Mohon tunggu...
Retnayu Syahesti
Retnayu Syahesti Mohon Tunggu... Mahasiswa - College Student

Political Science student

Selanjutnya

Tutup

Ilmu Sosbud

Penerapan Kuota Gender di Parlemen: Sesuaikah dengan Tujuan Substantif atau Hanya Pemenuhan Syarat Formal Pendaftaran?

5 Oktober 2023   23:52 Diperbarui: 6 Oktober 2023   01:43 132
+
Laporkan Konten
Laporkan Akun
Kompasiana adalah platform blog. Konten ini menjadi tanggung jawab bloger dan tidak mewakili pandangan redaksi Kompas.
Lihat foto
Ilmu Sosbud dan Agama. Sumber ilustrasi: PEXELS

Essay Kritis-Reflektif: Penerapan Kuota Gender di Parlemen; Sesuaikah dengan Tujuan Substantif atau Hanya Pemenuhan Syarat Formal Pendaftaran?

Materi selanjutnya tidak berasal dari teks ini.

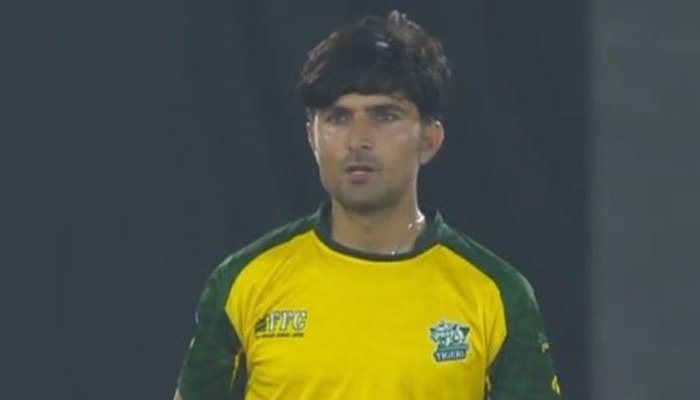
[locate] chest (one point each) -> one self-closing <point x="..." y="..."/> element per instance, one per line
<point x="412" y="330"/>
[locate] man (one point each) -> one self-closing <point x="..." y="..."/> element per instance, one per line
<point x="369" y="297"/>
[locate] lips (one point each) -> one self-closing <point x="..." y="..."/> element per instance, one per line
<point x="359" y="168"/>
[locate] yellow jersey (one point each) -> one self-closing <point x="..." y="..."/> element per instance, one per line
<point x="298" y="316"/>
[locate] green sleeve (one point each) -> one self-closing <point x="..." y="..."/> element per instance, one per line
<point x="214" y="367"/>
<point x="523" y="369"/>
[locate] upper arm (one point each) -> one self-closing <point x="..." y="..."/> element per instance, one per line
<point x="524" y="368"/>
<point x="212" y="368"/>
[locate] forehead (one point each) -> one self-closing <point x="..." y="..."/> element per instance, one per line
<point x="356" y="101"/>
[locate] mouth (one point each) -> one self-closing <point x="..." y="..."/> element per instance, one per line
<point x="360" y="169"/>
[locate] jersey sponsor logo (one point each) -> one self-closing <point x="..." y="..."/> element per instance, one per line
<point x="451" y="340"/>
<point x="282" y="324"/>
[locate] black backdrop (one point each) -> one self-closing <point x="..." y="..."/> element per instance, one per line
<point x="142" y="141"/>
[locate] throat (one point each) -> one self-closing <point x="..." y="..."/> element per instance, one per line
<point x="385" y="236"/>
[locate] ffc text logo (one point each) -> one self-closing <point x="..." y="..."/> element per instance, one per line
<point x="281" y="323"/>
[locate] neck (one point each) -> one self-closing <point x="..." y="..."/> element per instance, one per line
<point x="388" y="231"/>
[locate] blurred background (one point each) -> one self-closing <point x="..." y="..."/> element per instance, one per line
<point x="143" y="141"/>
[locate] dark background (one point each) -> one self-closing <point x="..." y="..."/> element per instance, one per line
<point x="143" y="141"/>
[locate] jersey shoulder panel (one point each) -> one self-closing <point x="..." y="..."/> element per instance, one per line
<point x="510" y="282"/>
<point x="233" y="265"/>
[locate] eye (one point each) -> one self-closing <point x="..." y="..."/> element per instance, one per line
<point x="386" y="116"/>
<point x="336" y="118"/>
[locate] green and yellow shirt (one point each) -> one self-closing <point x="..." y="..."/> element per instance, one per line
<point x="297" y="316"/>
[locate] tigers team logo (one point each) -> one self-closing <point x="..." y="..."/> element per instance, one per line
<point x="451" y="340"/>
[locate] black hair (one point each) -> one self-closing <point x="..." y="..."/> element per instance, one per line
<point x="392" y="55"/>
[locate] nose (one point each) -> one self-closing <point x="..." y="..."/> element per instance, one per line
<point x="360" y="134"/>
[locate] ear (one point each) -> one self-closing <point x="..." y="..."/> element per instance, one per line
<point x="431" y="141"/>
<point x="311" y="138"/>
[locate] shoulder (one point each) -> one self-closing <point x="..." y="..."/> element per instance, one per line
<point x="511" y="284"/>
<point x="226" y="273"/>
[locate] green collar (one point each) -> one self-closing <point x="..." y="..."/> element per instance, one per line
<point x="425" y="240"/>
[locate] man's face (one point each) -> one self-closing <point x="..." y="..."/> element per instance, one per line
<point x="369" y="149"/>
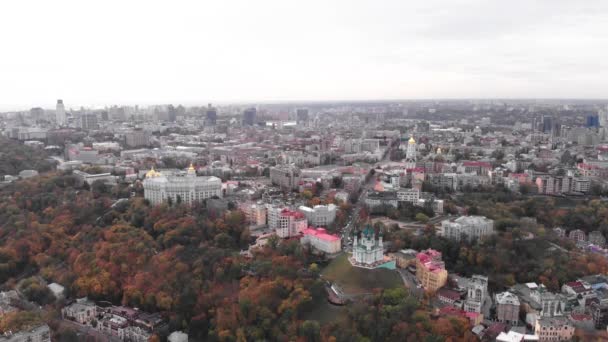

Tulisan ini didasarkan pada buku Andrew Heywood yang berjudul Political Theory, An Introduction pada Bab 10 tentang Equality, Social Justice, dan Welfare. Pada tulisan ini, saya akan mengaitkan teori-teori kesetaraan yang dipaparkan Heywood dengan adanya penerapan kuota gender minimal 30% pada perempuan dalam pencalonan legislatif. Pada bagian pertama tentang kesetaraan, Heywood memaparkan argument-argumen yang ada berkaitan dengan kesetaraan. Heywood menjelaskan bahwa dalam memahami kesetaraan terdapat banyak aspek yang perlu diperhatikan. Menurutnya kesetaraan tidak sama dengan keseragamaan maupun usaha untuk membuat manusia menjadi satu rupa. Namun, kesetaraan sendiri memiliki tujuan di mana setiap orang berhak mendapatkan kehidupan yang memuaskan bagi dirinya.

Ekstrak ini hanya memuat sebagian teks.